Their bodies will shiver with happiness.
A simple walk in the park is just about
the height of contentment for them, followed
by a bowl of food, a bowl of water,
a place to curl up and sleep. Someone
to scratch them where they can’t reach
and smooth their foreheads and talk to them.
Dogs also have a natural dislike of mailmen
and other bringers of bad news and will
bite them on your behalf. Dogs can smell
fear and also love with perfect accuracy.
There is no use pretending with them.
Nor do they pretend. If a dog is happy
or sad or nervous or bored or ashamed
or sunk in contemplation, everybody knows it.
They make no secret of themselves.
You can even tell what they’re dreaming about
by the way their legs jerk and try to run
on the slippery ground of sleep.
Nor are they given to pretentious self-importance.
They don’t try to impress you with how serious
or sensitive they are. They just feel everything
full blast. Everything is off the charts
with them. More than once I’ve seen a dog
waiting for its owner outside a café
practically implode with worry. “Oh, God,
what if she doesn’t come back this time?
What will I do? Who will take care of me?
I loved her so much and now she’s gone
and I’m tied to a post surrounded by people
who don’t look or smell or sound like her at all.”
And when she does come, what a flurry
of commotion, what a chorus of yelping
and cooing and leaps straight up into the air!
It’s almost unbearable, this sudden
fullness after such total loss, to see
the world made whole again by a hand
on the shoulder and a voice like no other.
About the author
John Brehm was born in Lincoln, Nebraska, in 1955. He was educated at the University of Nebraska and Cornell University. Brehm is the author of Sea of Faith, which won the 2004 Brittingham Prize, and Help Is on the Way (2012), winner of the Four Lakes Prize from the University of Wisconsin Press.

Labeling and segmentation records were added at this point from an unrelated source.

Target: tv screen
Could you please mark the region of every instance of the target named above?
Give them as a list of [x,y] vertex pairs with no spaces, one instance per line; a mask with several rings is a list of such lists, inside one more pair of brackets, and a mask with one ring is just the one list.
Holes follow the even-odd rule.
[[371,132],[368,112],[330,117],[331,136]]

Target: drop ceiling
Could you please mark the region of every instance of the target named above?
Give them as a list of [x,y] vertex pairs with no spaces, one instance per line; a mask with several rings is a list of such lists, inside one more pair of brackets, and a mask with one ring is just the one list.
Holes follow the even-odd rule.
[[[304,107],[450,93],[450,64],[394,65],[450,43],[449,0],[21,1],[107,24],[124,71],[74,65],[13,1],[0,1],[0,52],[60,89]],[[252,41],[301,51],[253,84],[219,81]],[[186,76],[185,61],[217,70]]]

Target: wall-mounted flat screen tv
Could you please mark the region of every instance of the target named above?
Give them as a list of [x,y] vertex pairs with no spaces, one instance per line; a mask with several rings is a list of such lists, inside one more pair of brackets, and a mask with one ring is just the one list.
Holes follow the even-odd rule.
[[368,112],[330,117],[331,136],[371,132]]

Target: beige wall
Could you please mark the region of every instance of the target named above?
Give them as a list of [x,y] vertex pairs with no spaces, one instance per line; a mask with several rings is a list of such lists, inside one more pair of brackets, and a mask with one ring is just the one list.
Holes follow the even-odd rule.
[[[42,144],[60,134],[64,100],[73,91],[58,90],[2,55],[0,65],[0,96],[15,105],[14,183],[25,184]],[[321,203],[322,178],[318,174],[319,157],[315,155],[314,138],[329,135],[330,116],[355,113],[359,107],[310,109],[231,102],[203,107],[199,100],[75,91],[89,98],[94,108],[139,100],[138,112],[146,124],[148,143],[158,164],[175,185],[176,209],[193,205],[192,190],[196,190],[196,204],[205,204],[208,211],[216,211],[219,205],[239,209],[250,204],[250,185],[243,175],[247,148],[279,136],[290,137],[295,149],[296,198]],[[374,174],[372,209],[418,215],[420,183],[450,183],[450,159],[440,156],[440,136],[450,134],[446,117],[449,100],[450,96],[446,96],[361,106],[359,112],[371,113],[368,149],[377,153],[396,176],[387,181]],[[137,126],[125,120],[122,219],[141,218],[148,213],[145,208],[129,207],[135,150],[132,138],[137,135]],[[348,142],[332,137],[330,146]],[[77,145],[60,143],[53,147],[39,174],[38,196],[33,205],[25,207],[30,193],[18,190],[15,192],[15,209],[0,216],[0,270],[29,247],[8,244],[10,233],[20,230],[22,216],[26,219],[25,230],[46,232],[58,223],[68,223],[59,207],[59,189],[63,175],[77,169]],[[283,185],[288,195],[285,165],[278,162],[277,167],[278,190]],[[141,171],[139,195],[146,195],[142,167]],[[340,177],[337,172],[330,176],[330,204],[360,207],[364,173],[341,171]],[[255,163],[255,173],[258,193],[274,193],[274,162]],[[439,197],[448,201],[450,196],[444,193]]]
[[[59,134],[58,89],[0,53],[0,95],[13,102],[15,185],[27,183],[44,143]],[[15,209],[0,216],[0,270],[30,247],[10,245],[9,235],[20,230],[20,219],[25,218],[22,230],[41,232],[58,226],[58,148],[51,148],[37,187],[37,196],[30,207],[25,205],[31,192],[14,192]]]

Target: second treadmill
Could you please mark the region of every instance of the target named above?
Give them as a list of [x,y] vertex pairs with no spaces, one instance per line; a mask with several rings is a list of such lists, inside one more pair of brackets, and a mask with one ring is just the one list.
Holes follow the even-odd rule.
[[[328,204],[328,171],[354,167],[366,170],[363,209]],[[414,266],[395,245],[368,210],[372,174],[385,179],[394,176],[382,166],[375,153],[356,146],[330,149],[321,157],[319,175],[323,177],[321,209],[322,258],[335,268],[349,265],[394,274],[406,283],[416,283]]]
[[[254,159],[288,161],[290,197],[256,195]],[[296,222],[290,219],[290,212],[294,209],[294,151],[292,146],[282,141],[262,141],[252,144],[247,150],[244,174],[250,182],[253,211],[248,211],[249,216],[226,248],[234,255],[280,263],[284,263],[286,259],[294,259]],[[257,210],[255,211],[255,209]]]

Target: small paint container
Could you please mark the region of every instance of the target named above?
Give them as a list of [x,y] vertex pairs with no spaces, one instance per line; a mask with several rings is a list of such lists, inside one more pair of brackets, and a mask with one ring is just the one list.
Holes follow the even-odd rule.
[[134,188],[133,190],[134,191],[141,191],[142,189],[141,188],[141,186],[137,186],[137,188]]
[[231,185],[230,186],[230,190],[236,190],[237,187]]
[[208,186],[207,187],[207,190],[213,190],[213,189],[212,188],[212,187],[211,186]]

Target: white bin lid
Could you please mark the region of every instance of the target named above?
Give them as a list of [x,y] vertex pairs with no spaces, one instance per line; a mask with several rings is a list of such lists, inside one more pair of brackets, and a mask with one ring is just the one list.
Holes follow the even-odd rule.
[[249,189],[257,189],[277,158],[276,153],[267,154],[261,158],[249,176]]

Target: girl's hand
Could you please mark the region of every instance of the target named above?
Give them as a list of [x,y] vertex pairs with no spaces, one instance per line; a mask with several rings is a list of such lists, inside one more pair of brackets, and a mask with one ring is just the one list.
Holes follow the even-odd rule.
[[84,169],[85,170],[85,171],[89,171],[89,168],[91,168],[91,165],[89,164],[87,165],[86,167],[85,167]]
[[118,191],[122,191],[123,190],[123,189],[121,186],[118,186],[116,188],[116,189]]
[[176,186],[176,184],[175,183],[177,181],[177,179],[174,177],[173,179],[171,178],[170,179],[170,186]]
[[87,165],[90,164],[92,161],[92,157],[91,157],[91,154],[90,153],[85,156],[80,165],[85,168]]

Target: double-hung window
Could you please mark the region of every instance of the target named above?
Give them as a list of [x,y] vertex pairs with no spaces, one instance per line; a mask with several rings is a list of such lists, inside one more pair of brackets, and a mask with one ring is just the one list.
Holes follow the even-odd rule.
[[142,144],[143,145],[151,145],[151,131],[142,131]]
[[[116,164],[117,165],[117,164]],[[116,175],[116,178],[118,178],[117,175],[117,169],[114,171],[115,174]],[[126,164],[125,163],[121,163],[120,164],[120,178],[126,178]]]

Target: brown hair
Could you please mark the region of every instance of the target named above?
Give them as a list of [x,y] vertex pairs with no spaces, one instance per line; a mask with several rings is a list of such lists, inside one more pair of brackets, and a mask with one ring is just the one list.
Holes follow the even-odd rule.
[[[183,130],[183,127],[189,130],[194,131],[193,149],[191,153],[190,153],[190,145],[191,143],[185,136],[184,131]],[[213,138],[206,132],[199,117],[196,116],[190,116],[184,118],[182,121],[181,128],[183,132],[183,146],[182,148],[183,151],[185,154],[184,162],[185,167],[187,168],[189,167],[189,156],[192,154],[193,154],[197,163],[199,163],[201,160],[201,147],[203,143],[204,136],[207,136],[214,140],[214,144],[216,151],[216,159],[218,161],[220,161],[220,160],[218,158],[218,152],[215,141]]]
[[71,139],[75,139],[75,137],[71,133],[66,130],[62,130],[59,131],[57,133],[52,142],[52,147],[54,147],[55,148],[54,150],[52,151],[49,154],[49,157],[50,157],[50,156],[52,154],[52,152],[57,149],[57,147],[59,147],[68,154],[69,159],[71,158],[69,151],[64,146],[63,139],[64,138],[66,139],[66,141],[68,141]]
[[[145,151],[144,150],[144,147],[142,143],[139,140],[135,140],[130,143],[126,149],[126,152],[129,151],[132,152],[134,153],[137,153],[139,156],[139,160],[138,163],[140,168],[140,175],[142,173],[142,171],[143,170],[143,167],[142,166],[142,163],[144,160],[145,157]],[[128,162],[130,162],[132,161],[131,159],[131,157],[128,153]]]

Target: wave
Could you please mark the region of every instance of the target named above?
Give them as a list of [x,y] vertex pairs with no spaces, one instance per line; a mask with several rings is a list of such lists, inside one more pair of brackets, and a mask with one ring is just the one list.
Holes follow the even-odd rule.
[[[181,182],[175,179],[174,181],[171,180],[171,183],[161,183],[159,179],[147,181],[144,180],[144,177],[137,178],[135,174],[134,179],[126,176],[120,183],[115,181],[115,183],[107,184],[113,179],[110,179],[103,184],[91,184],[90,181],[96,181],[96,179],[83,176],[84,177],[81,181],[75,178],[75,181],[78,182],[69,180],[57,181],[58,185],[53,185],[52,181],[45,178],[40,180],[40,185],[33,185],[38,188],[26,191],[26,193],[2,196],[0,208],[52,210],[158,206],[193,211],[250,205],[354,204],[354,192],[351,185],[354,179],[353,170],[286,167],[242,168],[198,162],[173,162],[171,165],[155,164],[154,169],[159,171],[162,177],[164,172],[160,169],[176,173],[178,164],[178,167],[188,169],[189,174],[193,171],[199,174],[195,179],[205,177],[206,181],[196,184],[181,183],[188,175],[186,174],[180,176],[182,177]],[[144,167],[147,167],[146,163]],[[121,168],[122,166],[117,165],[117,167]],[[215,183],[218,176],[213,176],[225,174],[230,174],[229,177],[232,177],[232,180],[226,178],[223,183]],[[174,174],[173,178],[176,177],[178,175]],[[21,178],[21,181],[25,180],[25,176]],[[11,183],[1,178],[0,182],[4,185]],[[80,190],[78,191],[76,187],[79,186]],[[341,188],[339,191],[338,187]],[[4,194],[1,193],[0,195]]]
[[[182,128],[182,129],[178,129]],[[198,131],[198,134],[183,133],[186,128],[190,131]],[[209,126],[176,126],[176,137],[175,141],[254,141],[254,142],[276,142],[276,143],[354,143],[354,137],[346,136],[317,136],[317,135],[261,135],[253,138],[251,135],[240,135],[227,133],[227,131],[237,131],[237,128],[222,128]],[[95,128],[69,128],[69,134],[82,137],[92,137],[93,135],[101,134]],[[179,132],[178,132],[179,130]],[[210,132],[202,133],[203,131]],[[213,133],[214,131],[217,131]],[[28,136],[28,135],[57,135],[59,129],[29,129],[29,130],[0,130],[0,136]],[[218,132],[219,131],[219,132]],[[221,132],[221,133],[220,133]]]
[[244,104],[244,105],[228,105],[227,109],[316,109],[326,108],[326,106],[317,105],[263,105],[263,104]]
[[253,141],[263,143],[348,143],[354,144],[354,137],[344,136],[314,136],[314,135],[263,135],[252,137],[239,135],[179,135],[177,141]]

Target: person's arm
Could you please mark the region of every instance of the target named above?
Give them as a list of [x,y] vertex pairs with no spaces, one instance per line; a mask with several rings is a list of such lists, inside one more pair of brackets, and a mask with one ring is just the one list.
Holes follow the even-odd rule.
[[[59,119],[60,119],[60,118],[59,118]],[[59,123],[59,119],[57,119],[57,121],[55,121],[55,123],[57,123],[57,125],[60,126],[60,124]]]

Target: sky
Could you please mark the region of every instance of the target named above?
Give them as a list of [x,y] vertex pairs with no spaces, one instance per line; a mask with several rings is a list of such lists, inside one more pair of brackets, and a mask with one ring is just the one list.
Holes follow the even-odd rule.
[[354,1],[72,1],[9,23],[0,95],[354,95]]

Brehm has published a chapbook titled, The Way Water Moves (2002). He was the associate editor of The Oxford Book of American Poetry (2006) and editor of the volume The Poetry of Impermanence, Mindfulness, and Joy (2017).
His poems have appeared in Poetry, The Gettysburg Review, The Southern Review, Boulevard, Gulf Coast, The Missouri Review, New Ohio Review, The Sun, The Best American Poetry 1999, The Norton Introduction to Literature, and many other journals and anthologies. Brehm lives in Portland, Oregon, where he teaches at Oregon Literary Arts and Mountain Writers Series in Portland, and at Lighthouse Writers Workshop in Denver, Colorado.